Results: F1 generation

General toxicity (F1)

Clinical signs:
no effects observed
Mortality / viability:
no mortality observed
Body weight and weight changes:
no effects observed
Sexual maturation:
not examined
Organ weight findings including organ / body weight ratios:
not examined
Gross pathological findings:
no effects observed
Histopathological findings:
not examined

Details on results (F1)

VIABILITY (OFFSPRING)
There were no significant changes observed in the number of littermates, delivery index, the number of pups alive on day 0 and day 4 of lactation, live birth index, sex ratio, or viability index on day 4 of lactation, and no abnormalities were found in the clinical signs of pups.

CLINICAL SIGNS (OFFSPRING)
There were no significant changes observed in the number of littermates, delivery index, the number of pups alive on day 0 and day 4 of lactation, live birth index, sex ratio, or viability index on day 4 of lactation, and no abnormalities were found in the clinical signs of pups.

BODY WEIGHT (OFFSPRING)
The body weights at the lactation day 0 and 4 showed slightly decreasing tendencies in the 50 mg/kg group, but they were within the normal range shown in historical baseline data (lactation day 0: 6.2 - 7.4 g in males, 5.8 - 7.0 g in females, lactation day 4: 9.8 - 12.0 g in males, 9.3 - 11.4 g in females). Thus, there were no significant differences in these values compared with those in control group.

GROSS PATHOLOGY (OFFSPRING)
There were no significant differences in the incidence of these visceral abnormalities between control and dosing groups, nor any increased tendency of dose-dependency was found.

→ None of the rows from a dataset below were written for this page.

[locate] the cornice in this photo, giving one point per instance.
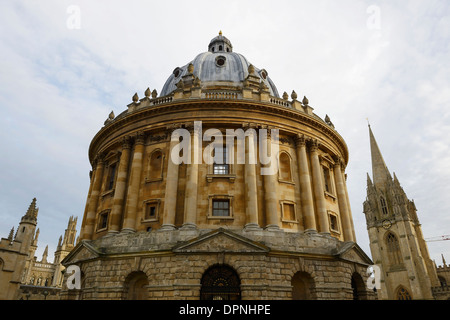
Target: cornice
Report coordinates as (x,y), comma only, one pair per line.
(198,105)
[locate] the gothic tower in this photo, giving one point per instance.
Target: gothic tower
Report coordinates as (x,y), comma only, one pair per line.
(16,253)
(65,245)
(395,234)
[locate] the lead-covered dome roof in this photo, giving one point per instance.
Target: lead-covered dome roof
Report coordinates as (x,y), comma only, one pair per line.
(220,67)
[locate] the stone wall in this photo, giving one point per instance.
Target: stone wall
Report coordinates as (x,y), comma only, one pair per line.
(175,272)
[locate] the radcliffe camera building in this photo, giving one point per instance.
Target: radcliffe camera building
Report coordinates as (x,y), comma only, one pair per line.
(155,228)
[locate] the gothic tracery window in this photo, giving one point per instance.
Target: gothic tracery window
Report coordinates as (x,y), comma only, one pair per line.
(393,248)
(383,206)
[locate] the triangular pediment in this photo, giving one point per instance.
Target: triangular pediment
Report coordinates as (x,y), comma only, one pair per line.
(82,252)
(350,251)
(221,240)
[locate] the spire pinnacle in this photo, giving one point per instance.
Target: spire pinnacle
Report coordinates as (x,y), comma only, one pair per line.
(380,172)
(31,214)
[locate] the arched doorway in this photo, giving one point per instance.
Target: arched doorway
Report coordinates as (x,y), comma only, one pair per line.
(136,286)
(403,294)
(220,283)
(302,286)
(358,287)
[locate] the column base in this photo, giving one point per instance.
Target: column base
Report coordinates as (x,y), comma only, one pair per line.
(189,226)
(111,233)
(167,227)
(326,234)
(128,230)
(252,227)
(272,227)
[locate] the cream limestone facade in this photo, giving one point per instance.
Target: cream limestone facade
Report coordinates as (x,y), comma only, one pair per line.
(22,276)
(154,228)
(396,240)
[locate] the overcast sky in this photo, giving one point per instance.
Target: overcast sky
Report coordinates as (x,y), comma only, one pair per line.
(65,65)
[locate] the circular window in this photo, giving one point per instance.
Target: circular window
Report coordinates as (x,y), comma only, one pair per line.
(264,74)
(220,61)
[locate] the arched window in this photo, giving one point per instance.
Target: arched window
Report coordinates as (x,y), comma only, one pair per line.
(358,287)
(443,281)
(403,294)
(383,206)
(302,286)
(285,167)
(155,165)
(393,248)
(220,282)
(136,286)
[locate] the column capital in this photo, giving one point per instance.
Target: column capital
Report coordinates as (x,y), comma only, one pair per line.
(313,145)
(99,159)
(126,142)
(300,140)
(140,138)
(338,161)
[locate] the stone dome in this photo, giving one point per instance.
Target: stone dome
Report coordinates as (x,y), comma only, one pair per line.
(219,68)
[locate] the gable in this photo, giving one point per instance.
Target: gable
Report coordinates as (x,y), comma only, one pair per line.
(83,251)
(221,240)
(350,251)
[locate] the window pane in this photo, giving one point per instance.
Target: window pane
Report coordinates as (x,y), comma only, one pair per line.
(221,208)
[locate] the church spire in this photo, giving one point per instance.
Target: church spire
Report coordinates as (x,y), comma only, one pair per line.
(31,214)
(380,172)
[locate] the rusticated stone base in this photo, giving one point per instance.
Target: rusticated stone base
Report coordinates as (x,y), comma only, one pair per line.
(174,262)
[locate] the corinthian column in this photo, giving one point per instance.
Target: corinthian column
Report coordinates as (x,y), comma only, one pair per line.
(319,193)
(251,196)
(305,185)
(129,222)
(342,200)
(190,202)
(270,189)
(93,200)
(119,192)
(170,196)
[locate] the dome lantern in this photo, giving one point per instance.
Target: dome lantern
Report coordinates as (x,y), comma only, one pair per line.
(220,44)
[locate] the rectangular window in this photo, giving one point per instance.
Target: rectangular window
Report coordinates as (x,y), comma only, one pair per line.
(103,221)
(334,222)
(150,211)
(327,179)
(221,208)
(221,165)
(111,176)
(151,208)
(289,212)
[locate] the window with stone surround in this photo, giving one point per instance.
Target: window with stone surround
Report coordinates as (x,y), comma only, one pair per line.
(102,220)
(285,170)
(220,207)
(403,294)
(221,164)
(155,166)
(151,210)
(288,211)
(111,176)
(334,222)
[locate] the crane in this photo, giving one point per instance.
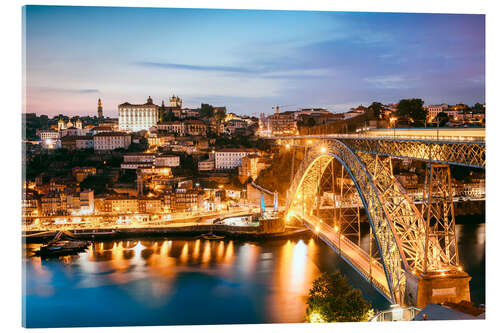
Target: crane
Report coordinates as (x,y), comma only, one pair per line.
(277,107)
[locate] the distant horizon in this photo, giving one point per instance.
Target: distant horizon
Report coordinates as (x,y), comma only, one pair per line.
(247,60)
(267,113)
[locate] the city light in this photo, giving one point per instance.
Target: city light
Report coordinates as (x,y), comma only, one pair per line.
(315,317)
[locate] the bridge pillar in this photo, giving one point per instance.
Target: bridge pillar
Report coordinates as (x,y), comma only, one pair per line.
(437,288)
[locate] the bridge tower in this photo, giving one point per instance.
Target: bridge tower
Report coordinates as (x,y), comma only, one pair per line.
(442,278)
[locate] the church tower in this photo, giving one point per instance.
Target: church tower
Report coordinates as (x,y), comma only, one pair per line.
(99,109)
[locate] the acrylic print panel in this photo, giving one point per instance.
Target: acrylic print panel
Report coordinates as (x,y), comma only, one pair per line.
(200,166)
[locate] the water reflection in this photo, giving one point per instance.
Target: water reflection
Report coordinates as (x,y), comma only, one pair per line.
(190,281)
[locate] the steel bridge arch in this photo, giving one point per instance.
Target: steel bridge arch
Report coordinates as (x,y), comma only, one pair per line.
(392,256)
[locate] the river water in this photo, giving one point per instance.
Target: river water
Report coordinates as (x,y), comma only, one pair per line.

Overall reproductive toxicity

Reproductive effects observed:
not specified

Any other information on results incl. tables

none

Applicant's summary and conclusion

Conclusions:
Sprague-Dawley rats were treated with 0, 0.4, 2, 10, and 50 mg/kg 4,4'-methylene bis (2-chloro-aniline) once daily during 42 days (males) or up to 4 days after delivery (females). No effects on the estrous cycle, paring days until copulation, copulation index, fertility index, gestation length, the number of corpora lutea, implantation index, live birth index delivery index, parturition and parenting state were observed in dams. In addition, effects after the administration of test article on total number of pups, number of live pups, sex ratio, live birth index, body weight, body formation and viability index of live pups on day 4 were observed. In conclusion, the NOEL in the reproductive potential of parents in both sexes and the growth and development in pups was 50 mg/kg/day.